I’ve been in Yemen for the last few weeks, and came across some old inscriptions. I think they’re Greek, but what do I know? Any out there have a clue as to what they are?
For ancient Greeks on ancient dial ups, the pics are ~250Kb
Nothing particularly helpful to say, except those don’t look like any kind of greek letter that I’ve ever seen. Cyrillic alphabet maybe? Is arabic a stupid suggestion? (Don’t really know what arabic letters look like, but being in yemen I imagine you would.) Maybe something from out India-way??
Will be watching this thread with considerable interest.

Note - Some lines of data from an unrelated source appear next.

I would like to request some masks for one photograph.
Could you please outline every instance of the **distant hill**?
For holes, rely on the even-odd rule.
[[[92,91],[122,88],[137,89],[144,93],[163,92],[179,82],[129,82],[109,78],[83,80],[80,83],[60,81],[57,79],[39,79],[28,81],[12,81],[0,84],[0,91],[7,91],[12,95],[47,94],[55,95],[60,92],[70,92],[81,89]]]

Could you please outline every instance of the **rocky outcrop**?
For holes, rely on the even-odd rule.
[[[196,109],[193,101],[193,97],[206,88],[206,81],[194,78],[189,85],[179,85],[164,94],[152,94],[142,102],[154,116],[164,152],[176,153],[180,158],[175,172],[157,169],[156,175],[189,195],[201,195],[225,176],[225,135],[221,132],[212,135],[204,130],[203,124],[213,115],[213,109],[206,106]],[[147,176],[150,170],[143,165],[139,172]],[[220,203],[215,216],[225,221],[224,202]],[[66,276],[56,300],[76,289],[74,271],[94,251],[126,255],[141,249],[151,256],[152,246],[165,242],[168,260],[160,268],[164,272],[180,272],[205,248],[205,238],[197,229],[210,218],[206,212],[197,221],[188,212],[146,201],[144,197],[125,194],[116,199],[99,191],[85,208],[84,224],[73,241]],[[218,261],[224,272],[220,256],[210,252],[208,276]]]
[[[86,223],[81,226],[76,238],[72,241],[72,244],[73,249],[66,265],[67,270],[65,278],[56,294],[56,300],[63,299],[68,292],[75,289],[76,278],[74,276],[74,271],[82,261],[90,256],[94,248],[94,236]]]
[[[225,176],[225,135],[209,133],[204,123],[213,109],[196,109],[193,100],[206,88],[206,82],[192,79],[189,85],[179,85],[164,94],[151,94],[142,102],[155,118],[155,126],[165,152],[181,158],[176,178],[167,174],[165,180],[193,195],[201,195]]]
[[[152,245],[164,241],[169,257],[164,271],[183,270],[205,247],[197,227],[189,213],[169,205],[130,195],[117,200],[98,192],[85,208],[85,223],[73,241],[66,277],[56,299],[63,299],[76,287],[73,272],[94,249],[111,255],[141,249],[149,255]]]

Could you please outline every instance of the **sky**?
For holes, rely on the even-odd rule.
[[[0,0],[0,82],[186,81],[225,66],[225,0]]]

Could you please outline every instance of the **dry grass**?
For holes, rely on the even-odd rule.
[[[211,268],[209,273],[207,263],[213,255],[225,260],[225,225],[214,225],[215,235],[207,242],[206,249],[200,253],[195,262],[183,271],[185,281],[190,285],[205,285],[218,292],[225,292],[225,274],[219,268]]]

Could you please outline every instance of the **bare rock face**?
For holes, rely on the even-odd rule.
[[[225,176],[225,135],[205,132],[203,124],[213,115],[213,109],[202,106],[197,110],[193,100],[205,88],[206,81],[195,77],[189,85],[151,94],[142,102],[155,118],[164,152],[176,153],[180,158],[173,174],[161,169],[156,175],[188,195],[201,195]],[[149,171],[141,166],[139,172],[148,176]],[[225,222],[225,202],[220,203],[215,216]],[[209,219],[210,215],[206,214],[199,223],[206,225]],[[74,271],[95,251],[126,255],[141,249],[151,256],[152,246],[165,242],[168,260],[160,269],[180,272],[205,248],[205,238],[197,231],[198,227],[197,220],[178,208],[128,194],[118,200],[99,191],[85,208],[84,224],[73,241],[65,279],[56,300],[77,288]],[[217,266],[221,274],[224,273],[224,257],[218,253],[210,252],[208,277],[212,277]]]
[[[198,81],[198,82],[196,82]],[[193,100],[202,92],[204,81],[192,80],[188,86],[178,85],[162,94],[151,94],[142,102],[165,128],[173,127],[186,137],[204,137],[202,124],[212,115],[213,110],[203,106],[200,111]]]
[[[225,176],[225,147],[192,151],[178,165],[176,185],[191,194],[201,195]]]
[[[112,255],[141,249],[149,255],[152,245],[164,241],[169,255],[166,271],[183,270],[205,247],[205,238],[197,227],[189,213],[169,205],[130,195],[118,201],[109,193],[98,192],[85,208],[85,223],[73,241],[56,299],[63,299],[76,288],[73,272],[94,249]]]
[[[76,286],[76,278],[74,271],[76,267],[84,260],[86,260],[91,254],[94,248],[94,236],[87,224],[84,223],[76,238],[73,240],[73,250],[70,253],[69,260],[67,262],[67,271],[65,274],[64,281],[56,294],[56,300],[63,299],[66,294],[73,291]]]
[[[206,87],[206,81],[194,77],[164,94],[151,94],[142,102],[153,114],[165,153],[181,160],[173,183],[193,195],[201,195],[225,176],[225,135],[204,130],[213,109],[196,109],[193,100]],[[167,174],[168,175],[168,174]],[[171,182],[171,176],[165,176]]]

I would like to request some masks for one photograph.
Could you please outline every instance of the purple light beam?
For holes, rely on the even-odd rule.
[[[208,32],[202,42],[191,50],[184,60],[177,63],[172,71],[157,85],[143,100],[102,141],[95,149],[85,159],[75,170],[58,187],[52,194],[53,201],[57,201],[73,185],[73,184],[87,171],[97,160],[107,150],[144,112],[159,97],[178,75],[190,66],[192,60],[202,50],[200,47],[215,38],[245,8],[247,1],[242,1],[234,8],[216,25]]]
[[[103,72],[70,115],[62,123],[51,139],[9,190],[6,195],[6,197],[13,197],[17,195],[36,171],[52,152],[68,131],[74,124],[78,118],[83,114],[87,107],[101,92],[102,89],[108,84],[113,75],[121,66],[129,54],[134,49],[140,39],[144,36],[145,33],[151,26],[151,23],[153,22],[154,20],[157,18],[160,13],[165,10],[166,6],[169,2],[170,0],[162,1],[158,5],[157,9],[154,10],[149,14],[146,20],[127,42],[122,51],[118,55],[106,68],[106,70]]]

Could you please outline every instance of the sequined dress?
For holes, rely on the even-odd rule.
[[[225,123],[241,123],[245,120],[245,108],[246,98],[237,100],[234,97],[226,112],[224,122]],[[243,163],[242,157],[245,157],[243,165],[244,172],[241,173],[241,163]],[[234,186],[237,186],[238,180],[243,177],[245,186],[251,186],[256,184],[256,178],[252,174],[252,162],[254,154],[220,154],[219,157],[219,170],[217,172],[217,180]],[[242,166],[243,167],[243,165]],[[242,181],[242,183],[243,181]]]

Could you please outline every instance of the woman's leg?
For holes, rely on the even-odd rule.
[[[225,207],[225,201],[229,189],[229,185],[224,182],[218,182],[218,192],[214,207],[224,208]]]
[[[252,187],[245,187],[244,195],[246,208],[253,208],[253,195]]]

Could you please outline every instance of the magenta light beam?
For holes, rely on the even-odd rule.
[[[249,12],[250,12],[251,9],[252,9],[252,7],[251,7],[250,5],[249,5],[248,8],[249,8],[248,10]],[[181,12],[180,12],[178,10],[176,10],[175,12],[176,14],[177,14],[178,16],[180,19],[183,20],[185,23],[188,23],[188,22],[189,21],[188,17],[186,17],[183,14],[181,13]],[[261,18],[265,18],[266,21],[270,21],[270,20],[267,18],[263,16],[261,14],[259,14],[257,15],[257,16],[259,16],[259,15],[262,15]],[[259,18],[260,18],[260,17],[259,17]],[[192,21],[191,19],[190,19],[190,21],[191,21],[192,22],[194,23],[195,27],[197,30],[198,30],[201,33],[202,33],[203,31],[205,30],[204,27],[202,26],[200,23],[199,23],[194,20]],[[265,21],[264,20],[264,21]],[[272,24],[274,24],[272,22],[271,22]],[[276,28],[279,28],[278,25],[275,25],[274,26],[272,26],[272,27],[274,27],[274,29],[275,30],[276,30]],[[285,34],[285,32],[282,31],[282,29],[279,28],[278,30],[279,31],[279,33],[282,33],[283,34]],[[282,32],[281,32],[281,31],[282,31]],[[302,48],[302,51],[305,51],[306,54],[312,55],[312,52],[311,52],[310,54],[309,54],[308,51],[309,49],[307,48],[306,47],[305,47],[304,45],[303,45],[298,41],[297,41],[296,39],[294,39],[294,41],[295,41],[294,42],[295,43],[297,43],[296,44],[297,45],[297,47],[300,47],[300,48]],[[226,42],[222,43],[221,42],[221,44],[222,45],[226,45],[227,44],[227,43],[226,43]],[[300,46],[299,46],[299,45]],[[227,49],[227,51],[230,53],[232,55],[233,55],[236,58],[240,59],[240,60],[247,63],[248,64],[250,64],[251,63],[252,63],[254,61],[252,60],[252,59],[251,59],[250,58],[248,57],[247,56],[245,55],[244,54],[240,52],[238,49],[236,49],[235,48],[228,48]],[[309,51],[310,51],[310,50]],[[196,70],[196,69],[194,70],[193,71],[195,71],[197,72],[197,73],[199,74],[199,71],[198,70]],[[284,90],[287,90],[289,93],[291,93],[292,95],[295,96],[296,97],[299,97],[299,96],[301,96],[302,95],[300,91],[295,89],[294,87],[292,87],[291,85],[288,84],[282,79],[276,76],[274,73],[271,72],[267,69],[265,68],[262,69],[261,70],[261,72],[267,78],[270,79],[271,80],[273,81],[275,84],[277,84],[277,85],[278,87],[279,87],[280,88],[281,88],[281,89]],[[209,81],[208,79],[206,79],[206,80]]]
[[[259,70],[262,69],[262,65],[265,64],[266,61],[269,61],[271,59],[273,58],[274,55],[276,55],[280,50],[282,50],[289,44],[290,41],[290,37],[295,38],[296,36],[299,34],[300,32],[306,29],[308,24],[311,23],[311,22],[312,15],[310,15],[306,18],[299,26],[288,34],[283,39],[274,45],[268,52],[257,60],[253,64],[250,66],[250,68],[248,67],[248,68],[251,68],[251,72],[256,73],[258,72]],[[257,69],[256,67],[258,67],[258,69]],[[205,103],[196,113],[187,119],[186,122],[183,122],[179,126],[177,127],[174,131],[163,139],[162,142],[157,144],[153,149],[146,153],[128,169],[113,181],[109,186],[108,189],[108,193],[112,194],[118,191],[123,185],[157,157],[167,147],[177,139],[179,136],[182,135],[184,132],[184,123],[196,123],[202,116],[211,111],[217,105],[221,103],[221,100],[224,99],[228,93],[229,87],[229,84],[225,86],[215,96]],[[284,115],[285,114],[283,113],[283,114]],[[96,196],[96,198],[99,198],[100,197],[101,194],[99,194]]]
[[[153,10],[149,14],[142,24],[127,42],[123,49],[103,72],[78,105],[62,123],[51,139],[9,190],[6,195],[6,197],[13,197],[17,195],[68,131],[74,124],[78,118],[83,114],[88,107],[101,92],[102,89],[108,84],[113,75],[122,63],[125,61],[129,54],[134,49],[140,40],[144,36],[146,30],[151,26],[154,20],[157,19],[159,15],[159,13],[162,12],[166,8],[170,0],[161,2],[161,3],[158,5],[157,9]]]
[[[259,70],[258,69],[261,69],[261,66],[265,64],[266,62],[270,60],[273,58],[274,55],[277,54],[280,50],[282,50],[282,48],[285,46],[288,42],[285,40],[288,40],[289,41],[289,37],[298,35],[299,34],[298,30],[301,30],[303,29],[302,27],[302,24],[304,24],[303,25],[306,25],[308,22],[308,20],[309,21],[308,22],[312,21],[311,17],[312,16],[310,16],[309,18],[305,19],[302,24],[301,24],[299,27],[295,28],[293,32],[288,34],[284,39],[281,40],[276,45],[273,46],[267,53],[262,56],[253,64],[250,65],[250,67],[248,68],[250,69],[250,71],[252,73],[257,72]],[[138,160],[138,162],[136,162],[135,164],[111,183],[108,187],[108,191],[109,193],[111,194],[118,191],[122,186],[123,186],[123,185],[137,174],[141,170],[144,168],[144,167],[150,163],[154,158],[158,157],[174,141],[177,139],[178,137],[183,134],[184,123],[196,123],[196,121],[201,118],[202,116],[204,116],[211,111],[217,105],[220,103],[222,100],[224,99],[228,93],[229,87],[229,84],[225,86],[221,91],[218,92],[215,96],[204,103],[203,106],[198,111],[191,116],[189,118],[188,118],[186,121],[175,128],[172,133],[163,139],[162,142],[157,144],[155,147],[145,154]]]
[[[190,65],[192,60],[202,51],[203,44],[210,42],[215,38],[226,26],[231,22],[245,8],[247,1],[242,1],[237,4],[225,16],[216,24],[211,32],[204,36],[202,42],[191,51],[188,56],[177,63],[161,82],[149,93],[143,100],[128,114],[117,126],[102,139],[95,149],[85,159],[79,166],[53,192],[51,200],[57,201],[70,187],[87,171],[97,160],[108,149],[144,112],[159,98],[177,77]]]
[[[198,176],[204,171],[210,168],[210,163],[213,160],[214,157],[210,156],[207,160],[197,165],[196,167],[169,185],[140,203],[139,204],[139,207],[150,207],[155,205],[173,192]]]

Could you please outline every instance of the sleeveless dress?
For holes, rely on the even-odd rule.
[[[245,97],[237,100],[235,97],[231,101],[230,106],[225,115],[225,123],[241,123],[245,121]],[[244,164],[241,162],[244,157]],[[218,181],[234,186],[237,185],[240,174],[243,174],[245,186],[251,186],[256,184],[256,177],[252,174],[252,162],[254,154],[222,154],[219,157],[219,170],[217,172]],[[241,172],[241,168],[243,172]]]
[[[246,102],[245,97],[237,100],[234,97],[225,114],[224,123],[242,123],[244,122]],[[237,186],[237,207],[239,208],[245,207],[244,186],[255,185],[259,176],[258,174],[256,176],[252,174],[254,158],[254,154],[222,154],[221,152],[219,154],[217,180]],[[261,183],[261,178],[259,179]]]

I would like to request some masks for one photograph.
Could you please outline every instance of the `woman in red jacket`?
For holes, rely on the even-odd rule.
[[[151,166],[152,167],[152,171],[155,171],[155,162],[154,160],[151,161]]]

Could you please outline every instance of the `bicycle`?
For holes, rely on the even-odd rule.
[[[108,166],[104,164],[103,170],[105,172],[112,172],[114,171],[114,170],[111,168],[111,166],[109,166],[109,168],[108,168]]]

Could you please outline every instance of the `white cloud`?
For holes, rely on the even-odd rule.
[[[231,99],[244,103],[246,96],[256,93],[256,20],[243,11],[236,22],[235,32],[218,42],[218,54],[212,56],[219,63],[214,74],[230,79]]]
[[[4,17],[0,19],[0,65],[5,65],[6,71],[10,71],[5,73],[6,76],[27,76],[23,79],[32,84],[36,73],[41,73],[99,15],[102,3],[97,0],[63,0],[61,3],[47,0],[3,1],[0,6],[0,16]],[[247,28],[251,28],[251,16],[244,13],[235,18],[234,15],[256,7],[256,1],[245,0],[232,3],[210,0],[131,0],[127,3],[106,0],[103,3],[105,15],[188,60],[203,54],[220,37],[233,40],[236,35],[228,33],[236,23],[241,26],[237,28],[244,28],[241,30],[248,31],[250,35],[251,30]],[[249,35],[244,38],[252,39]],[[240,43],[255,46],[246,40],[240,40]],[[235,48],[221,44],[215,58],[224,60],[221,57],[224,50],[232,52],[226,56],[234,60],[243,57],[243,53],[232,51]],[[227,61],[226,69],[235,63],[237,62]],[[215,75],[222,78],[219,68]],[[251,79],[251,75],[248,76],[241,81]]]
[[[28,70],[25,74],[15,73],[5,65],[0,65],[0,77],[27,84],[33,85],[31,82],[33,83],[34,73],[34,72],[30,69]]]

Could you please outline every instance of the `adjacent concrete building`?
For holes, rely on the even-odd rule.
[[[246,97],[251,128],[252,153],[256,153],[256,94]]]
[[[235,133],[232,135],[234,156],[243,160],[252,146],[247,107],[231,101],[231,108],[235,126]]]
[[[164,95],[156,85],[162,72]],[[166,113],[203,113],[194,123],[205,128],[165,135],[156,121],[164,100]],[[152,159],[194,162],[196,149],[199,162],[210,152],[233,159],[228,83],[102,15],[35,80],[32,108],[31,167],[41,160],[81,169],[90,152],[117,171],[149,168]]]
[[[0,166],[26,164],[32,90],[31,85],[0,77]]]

It doesn’t look like any Ethiopian script I’ve ever seen. Doesn’t look like any variety of Greek I’m familiar with either. But it definitely matches the link you gave to South Arabian. That’s gotta be it.
Come to think of it, since the scripts for Greek, Hebrew, Arabic etc are all derived from the same source, there are going to be similarties among all of them, and those similarities will be more pronounced in the older versions. In that link I gave for South Arabian, you can see some similarities to Greek.
Definitely. But it doesn’t look like Ethiopic - in part, it’s probably just the style of the writing, but the letters didn’t have those little doodly things on the right side that are used in writing Amharic at least to distinguish vowels (and, as far as I know in other Ethiopic languages as well.) I don’t know anything about Amharic, beyond what I picked up in an introductory linguistics class several years ago with a professor who was an expert on Ethiopic languages. So it’s possible that Ethiopic writing has changed in the intervening.
I could be wrong, but I thought I had seen a non-cursive (box-letter) version of Ethiopic somewhere in the past that more closely resmbles the South Arabian script I cited. Hence my first refernce to Ethiopian. But maybe I’m remembering incorrectly… I looked for some more samples, but was unable to find any. At any rate, I should have stressed more stongly in my first post the the OP’s pictures look very much like South Arabian. Sorry for the confusion.